For many thousands of years, before language was written down, poetry was created, recited and passed on from one generation to another – as a way of remembering great events and people, and of belonging.

 

Nature inspired poets then as it does now – and it feels to me  like there is a real resurgence in poetry among young people, with events and actions focussed on poetry and poetry as a form of activism.

 

Last year People Need Nature, teamed up with the Young Poets Network – part of the Poetry Society – to run a competition for young poets on “ways to be wilder”. TS Eliot prize-winning poet Jen Hadfield produced the challenge, inspiring over 200 young poets from across the world to send in their creations. The quality of the poems was incredible, and you can read the winning and highly commended poems here on the PNN website.

 

Following last year’s successful competition we have teamed up with the Young Poets Network for a second competition, this time on the subject of “name-dropping.”

 

Jen Hadfield has once again been asked to produce the challenge.

 

Jen writes

 

“This Young Poets Network challenge is all about naming, renaming and un-naming. What happens when we give names to places, plants, and creatures? Do names make it easier or harder to know exactly where we are? What histories do names smuggle into the present day? What witches and myths crouch behind the names of everyday places and plants?”

 

Jen’s challenge is to create a poem inspired by names or a name.

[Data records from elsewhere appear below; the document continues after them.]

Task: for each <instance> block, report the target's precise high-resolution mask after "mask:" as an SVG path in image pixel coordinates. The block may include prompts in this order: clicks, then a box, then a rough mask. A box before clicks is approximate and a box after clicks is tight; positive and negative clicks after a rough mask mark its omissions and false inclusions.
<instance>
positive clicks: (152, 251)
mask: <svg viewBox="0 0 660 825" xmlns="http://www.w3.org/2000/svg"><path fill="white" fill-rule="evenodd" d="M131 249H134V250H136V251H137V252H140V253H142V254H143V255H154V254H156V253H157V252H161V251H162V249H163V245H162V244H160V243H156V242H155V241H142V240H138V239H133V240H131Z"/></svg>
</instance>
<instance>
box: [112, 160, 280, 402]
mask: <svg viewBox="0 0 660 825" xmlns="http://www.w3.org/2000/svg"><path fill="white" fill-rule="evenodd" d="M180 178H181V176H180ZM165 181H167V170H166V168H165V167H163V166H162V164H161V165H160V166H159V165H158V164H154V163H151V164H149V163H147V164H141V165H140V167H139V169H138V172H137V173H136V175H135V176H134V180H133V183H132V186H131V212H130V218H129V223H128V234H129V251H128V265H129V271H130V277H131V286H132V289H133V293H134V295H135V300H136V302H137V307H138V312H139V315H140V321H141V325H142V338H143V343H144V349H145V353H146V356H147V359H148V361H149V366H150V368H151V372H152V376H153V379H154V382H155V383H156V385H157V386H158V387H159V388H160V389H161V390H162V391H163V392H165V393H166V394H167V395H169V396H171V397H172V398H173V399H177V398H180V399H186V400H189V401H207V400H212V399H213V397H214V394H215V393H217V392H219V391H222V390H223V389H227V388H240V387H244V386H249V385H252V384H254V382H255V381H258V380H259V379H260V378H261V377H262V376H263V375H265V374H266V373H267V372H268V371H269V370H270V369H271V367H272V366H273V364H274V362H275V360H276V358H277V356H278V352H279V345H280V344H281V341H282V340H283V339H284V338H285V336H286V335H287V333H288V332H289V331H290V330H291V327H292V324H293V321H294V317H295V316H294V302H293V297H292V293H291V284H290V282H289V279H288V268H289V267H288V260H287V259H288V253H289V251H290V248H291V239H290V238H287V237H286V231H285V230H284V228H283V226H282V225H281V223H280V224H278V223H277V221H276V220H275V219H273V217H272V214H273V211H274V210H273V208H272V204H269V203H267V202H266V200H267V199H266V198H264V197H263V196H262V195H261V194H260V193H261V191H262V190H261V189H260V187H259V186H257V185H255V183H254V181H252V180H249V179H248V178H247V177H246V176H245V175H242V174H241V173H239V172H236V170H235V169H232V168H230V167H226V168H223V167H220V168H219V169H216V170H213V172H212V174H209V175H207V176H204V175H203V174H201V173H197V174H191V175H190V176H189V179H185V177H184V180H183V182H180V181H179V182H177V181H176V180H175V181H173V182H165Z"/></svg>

“You might be inspired by a name on a map or a road sign, or you decide to make names up for insects, flowers, or feature in your local landscape. You might want to do a bit of local history and ask the older folk in your neighbourhood about place-names that are being forgotten. What are the new folk-names for the places near you? Write your own songline for your local landscape. Make an extinction list of imagined species. Or, as thousands of people have done before, look at our moon (perhaps through binoculars) and name the white mountains and lakes. Take a star map and dot-to-dot your own constellations. Write your own love poem to a personally precious place.”

“Whatever you choose to write, ask yourself how you can use your poetry to really root yourself in your local landscape.”

The competition is open until the 30th November.

So get out into nature this Autumn and be inspired.